Here we have the balanced equation for the decomposition of dinitrogen pentoxide into nitrogen dioxide and oxygen. And let's say that oxygen forms at a rate of nine times 10 to the negative six molar per second. So what is the rate of formation of nitrogen dioxide?
Well, if you look at the balanced equation, for every one mole of oxygen that forms, four moles of nitrogen dioxide form. So we just need to multiply the rate of formation of oxygen by four. And so that gives us 3.6 times 10 to the negative five molar per second.
So NO2 forms at four times the rate of O2. What about dinitrogen pentoxide? So N2O5. Look at your mole ratios.
For every one mole of oxygen that forms, we're losing two moles of dinitrogen pentoxide. So if we're starting with the rate of formation of oxygen, because our mole ratio is one to two here, we need to multiply this by two, and since we're losing dinitrogen pentoxide, we put a negative sign here. So this gives us negative 1.8 times 10 to the negative five.
molar per second. So dinitrogen pentoxide disappears at twice the rate that oxygen appears. Alright, let's think about the rate of our reaction. So the rate of our reaction is equal to, well we could just say it's equal to the appearance of oxygen, right? We could say it's equal to nine times 10 to the negative six molar per second.
So we could write that down here. The rate is equal to the change in the concentration of oxygen over the change in time. Alright, what about if we wanted to express this in terms of the formation of nitrogen dioxide? Well, the formation of nitrogen dioxide was 3.6 times 10 to the negative five. Alright, so that's 3.6 times 10 to the negative five.

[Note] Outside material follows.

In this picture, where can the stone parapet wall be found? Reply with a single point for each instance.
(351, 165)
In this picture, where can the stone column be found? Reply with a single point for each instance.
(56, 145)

So you need to think to yourself, what do I need to multiply this number by in order to get this number. Since this number is four times the number on the left, I need to multiply by 1 fourth. So down here, if we're talking about the change in the concentration of nitrogen dioxide over the change in time, to get the rate to be the same, we'd have to multiply this by 1 fourth.
Finally, let's think about dinitrogen pentoxide. Alright, so we said that that was disappearing at negative 1.8 times 10 to the negative five. So once again, what do I need to multiply this number by in order to get nine times 10 to the negative six?
Well, this number, right, in terms of magnitude was twice this number, so I need to multiply by 1 I need to get rid of the negative sign because rates of reaction are defined as a positive quantity, so I need a negative here. Alright, so that would give me, that gives me nine times 10 to the negative six. So for, I could express my rate, if I want to express my rate in terms of the disappearance of dinitrogen pentoxide, I'd write the change in N2, this would be the change in N2O5 over the change in time, and I need to put a negative 1 here as well.
Alright, so now that we've figured out how to express our rate, we can look at our balanced equation. So over here we had a two for dinitrogen pentoxide, and notice where the two goes here for expressing our rate. For nitrogen dioxide, we had a four for our coefficient.
So the four goes in here. And for oxygen, over here, let's use green, we had a one. So I could have written one over one just to show you the pattern of how to express your rate.